Court Opinion

ID: 3250043
Source: CourtListenerOpinion
Date Created: 2016-07-05 16:21:11.635064+00
Date Added: 2024-06-11T07:40:52.572139
License: Public Domain

Section 2 of the Act of September 29, 1923, p. 704, provides that sheriffs must feed the prisoners in jail according to the terms of that act. Section 3 was amended by one approved September 6, 1927, p. 693, so that the state shall pay the sheriffs "for food for each prisoner daily," not exceeding 45 cents per capita. Section 4 of the Act of 1923 is an amendment of the law contained in Code, § 4828, though not mentioning the Code section, and it was in turn amended in respect to detail *Page 78 
by the Act of 1927, supra, and provides additional compensation for "preparing and serving" the food.
So that the status of the law is that (1) the feeding of prisoners in jail is controlled by the Act of 1923, as amended by the Act of 1927; (2) the state shall pay for the necessary cost of the food, not exceeding 45 cents per day for each prisoner, and for "preparing and serving (the) food" an additional amount as there specified.
Section 4878, Code, relates only to the expense of construction, maintenance, sanitation, healthfulness, and hygiene of the buildings named. The term "maintenance" there has no relation to the prisoners, but to the jail and its equipment. That term so used would no more require the county to furnish fuel to cook the food than to furnish the food itself. To extend it beyond maintenance of the building and its equipment would go beyond its language, and its setting, and be contrary to the terms of the Acts of 1923 and 1927, supra.
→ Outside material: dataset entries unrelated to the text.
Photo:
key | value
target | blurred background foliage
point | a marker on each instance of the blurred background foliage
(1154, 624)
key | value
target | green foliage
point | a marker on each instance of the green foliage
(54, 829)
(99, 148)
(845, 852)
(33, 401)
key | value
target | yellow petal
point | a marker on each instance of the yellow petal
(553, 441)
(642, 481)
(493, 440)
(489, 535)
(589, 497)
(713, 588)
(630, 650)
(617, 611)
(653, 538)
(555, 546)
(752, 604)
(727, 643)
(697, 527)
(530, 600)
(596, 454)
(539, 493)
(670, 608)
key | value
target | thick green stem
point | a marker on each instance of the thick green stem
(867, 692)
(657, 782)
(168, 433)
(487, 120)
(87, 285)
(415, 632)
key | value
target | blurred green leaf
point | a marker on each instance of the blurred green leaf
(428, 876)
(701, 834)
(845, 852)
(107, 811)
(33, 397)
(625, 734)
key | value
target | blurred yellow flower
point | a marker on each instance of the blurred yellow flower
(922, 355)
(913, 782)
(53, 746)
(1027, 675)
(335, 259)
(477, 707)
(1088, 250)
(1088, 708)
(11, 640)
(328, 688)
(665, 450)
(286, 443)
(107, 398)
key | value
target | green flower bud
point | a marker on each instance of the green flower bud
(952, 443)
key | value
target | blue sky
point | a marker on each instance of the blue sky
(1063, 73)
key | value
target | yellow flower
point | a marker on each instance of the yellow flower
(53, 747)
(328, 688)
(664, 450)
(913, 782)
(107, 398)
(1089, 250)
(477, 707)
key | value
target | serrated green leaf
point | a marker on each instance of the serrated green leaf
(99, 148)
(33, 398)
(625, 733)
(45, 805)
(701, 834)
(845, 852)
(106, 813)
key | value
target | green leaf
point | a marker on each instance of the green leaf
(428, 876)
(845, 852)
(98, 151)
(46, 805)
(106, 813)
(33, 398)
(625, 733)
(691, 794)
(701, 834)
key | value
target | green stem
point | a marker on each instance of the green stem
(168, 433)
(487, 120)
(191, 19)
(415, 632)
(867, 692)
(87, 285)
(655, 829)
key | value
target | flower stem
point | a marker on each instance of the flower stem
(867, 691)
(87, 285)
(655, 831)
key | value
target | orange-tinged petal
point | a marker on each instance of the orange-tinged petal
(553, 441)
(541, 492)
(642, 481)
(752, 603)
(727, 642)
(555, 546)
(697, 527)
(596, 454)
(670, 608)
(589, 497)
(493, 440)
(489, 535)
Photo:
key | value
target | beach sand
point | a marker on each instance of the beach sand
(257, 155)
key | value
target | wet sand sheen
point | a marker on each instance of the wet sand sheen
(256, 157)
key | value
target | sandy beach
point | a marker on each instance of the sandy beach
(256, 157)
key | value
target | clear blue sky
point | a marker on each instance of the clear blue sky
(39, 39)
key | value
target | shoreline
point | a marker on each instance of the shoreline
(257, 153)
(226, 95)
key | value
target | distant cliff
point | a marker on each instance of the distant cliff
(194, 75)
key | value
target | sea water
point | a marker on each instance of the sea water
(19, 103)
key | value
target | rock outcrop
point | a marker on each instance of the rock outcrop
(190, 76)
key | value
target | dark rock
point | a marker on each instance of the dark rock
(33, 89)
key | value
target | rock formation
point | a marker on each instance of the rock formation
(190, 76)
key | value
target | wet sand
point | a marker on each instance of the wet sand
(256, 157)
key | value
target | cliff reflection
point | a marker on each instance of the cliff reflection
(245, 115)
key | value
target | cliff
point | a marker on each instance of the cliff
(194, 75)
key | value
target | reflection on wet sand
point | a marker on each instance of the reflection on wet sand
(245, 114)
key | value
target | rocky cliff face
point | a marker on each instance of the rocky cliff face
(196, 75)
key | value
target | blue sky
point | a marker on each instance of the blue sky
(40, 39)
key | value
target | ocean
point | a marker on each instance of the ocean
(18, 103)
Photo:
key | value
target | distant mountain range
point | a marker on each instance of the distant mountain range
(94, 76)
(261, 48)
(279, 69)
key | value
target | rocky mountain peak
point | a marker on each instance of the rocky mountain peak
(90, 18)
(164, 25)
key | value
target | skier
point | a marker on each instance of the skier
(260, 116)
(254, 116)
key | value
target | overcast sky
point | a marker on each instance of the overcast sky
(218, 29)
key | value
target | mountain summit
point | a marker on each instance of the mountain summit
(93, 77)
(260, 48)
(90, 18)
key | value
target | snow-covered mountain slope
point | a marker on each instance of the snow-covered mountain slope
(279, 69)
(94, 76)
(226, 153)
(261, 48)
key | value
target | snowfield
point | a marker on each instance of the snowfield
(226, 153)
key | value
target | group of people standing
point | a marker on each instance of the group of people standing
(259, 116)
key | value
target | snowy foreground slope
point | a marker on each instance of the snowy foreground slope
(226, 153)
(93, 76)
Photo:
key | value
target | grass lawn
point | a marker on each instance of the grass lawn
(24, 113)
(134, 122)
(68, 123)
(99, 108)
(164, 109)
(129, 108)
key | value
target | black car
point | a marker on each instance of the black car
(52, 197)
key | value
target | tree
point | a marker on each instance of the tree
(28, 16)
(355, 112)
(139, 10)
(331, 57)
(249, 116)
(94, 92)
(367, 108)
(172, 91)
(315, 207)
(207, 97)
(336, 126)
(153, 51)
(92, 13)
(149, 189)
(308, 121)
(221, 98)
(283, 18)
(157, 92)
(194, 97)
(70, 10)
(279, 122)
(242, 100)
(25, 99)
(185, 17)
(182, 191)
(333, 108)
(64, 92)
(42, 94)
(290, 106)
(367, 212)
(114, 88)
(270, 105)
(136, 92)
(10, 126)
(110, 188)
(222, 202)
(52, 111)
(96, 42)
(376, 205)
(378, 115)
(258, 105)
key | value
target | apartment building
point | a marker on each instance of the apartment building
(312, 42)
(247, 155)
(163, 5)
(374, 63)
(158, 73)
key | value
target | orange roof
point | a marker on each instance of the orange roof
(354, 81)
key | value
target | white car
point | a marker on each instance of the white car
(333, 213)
The provision of section 4 of the Act of 1923, as amended in 1927, that the state shall pay a stipulated amount for "preparing and serving" the food, necessarily means the preparation for its service, as well as its service, and that includes the fuel for cooking as well as the cook, since it is not prepared for service until it is cooked, when cooking is necessary to its consumption as food.
Moreover, the Act of 1923 excludes the idea that the expense, or any of it, shall be otherwise paid than as there stated.
We concur in the opinion of the Court of Appeals, and certiorari is denied.
Writ denied.
THOMAS, BOULDIN, and KNIGHT, JJ., concur.